Zimbabweans Fear for the Worst

Zimbos fear for the worst


By ZimSitRep_M | May 24, 2017

Source: Zimbos fear for the worst – DailyNews Live

Tendai Kamhungira 24 May 2017

HARARE – There are growing fears among long-suffering Zimbabweans that the country is on the verge of a complete implosion – after it was confirmed earlier this week that the country is failing to pay its external electricity suppliers.

This comes as stressed banks have also warned that the bond notes introduced last year to mitigate the severe shortages of cash were being siphoned from the domestic market and exported to neighbouring countries, where there was a thriving black market.

Zimbabwe imports electricity mainly from South Africa’s State-run power utility, Eskom, as well as from Mozambique’s Cahora Bassa – to augment its dwindling power generation capacity occasioned by the government’s dismal failure to plan and invest in new infrastructure to improve local electricity supplies.

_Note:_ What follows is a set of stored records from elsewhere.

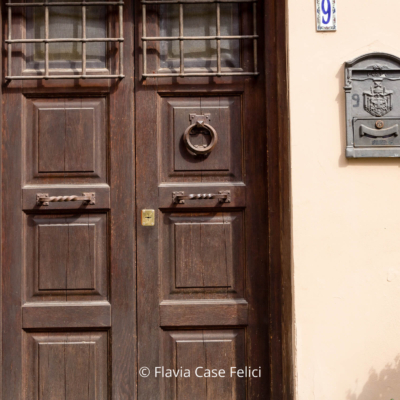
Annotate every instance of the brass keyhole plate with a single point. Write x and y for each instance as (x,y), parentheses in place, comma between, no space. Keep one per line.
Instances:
(148,217)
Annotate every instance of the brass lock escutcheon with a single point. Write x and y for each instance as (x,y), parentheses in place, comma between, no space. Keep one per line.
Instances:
(200,121)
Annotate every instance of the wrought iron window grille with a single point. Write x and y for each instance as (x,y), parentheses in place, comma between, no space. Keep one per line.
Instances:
(181,38)
(46,5)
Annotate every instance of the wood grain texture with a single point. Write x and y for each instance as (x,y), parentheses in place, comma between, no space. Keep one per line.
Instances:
(65,137)
(66,257)
(122,221)
(203,254)
(65,365)
(67,315)
(203,313)
(59,137)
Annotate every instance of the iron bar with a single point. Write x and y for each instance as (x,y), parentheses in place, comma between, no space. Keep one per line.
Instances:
(83,37)
(9,46)
(46,35)
(121,43)
(169,38)
(255,33)
(195,1)
(45,74)
(219,40)
(181,38)
(62,40)
(32,77)
(68,3)
(144,32)
(199,74)
(181,42)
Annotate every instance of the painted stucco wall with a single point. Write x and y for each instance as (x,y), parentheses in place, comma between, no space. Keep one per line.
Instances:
(346,215)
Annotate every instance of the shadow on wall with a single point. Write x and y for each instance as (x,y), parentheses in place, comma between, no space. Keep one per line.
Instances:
(384,385)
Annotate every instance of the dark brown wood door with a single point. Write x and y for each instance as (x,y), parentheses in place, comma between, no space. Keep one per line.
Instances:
(68,267)
(203,266)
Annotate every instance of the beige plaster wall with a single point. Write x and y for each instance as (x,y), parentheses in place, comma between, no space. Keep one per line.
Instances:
(346,215)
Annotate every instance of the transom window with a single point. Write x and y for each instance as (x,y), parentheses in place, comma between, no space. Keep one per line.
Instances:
(69,36)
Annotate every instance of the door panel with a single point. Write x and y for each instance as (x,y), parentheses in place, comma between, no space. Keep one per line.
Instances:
(68,265)
(203,267)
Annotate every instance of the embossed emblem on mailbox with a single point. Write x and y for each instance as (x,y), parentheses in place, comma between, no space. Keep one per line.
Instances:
(378,101)
(373,106)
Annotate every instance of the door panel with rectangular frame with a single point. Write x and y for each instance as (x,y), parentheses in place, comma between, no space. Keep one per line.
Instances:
(203,266)
(68,298)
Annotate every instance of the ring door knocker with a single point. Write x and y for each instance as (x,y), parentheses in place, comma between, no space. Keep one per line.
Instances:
(200,121)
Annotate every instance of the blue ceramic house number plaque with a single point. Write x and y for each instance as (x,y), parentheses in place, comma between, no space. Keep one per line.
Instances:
(326,15)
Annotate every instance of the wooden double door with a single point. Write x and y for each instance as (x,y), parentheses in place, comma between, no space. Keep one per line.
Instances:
(100,301)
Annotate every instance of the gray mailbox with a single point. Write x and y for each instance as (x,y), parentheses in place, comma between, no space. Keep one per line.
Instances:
(373,106)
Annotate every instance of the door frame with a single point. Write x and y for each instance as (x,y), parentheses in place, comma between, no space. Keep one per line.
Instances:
(279,207)
(279,201)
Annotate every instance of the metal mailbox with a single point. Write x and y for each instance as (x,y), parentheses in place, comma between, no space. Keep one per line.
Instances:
(373,106)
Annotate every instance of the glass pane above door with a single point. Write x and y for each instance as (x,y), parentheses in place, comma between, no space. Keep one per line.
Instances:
(200,20)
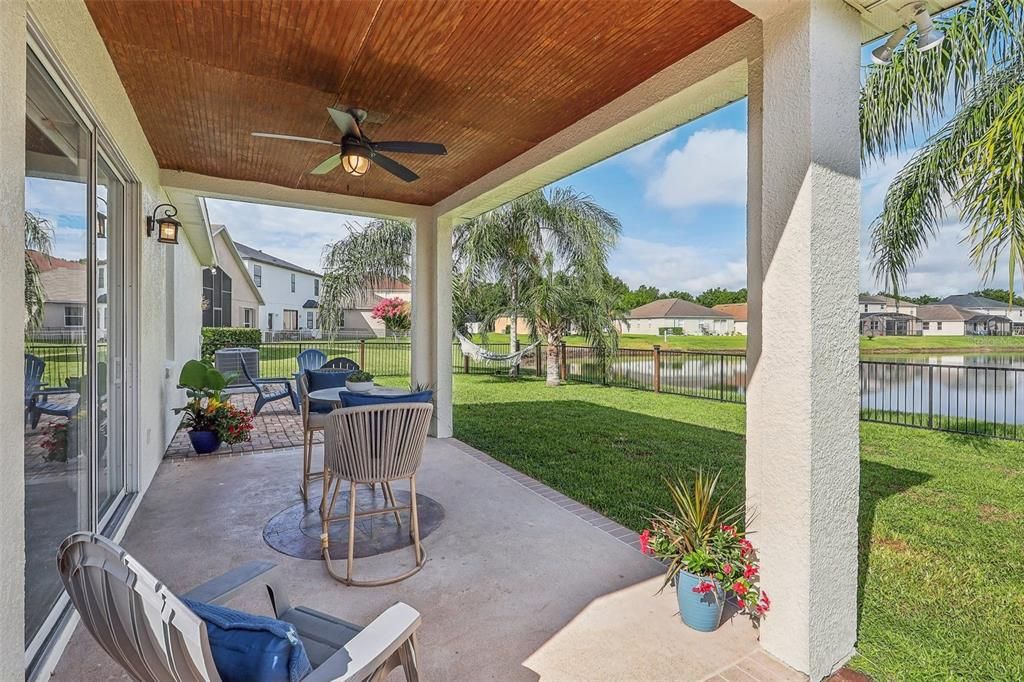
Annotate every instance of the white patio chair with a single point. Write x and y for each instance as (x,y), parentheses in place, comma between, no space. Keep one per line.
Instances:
(373,444)
(156,638)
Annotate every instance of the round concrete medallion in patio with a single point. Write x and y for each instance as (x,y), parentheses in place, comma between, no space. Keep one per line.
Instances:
(296,530)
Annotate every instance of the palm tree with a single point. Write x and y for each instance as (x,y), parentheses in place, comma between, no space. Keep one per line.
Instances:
(38,238)
(509,243)
(557,303)
(505,245)
(974,164)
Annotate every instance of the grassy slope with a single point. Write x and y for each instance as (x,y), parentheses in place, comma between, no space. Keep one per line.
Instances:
(941,521)
(892,344)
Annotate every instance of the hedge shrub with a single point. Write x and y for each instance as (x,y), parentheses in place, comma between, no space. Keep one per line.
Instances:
(215,338)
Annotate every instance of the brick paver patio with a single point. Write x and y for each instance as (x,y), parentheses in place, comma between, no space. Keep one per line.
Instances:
(278,425)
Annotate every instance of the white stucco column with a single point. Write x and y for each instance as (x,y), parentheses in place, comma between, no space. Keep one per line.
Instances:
(431,361)
(12,65)
(803,438)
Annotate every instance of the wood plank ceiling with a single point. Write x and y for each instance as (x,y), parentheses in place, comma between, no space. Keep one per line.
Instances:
(487,78)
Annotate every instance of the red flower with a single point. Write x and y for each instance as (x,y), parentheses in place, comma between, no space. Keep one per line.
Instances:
(645,541)
(704,587)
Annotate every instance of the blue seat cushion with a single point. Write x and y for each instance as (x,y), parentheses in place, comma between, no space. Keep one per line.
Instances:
(252,648)
(358,400)
(320,379)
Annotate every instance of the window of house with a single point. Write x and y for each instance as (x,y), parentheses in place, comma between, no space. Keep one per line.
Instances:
(74,315)
(291,321)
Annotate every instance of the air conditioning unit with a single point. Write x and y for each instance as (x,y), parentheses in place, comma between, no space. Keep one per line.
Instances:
(228,361)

The government, through Zesa Holdings, owes Eskom and Cahora Bassa a combined $83 million in payment arrears – which has prompted Pretoria to give Zimbabwe a one-week ultimatum to settle an overdue $43 million, or face being switched off.

Opposition parties slammed President Robert Mugabe and his government yesterday for failing to address the country’s worsening cash shortages and their failure to prioritise essential services when allocating foreign exchange.

“No rocket science is needed to appreciate that Zimbabwe is sitting on a political and socio-economic precipice. The economy of this country has been to hell and back. We are in a major crisis.

“Mugabe doesn’t seem to fully appreciate and comprehend the economic disaster that is engulfing the nation. He is living in his own world of make believe.

“He needs help. The MDC reiterates that Zimbabwe is doomed for as long as Mugabe and his Zanu PF gangsters remain in power,” thundered MDC spokesperson Obert Gutu.

Zimbabwe is in the grip of a worsening economic crisis which has also witnessed a severe shortage of cash, including the recently introduced bond notes.

The disappearance of the country’s surrogate currency from the market has also often forced banks to give clients their cash in sackfuls of coins.

It has also seen banks limiting the amount of money both individuals and companies can withdraw, sometimes to as low as $20.

Last Friday, bankers finally broke their silence on the matter and confirmed that Zimbabwe was facing a huge financial crisis which required urgent attention by the government.

Addressing delegates at the Financial Markets Indaba held in Harare, Barclays Bank Zimbabwe managing director George Guvamatanga said bond notes had vanished from the local market and were now big business in neighbouring countries.

“It’s not yet established, but there could be more bond notes at Park Station in South Africa, and in Botswana, Zambia and Mozambique than we have here in Zimbabwe.

“Someone realised there is an opportunity to sell the bond notes to Zimbabweans living outside the country, who then don’t have to come here and queue to withdraw their money from banks.

“At the moment, it’s easier for us at Barclays to give United States dollars than to give bond notes,” Guvamatanga told transfixed delegates.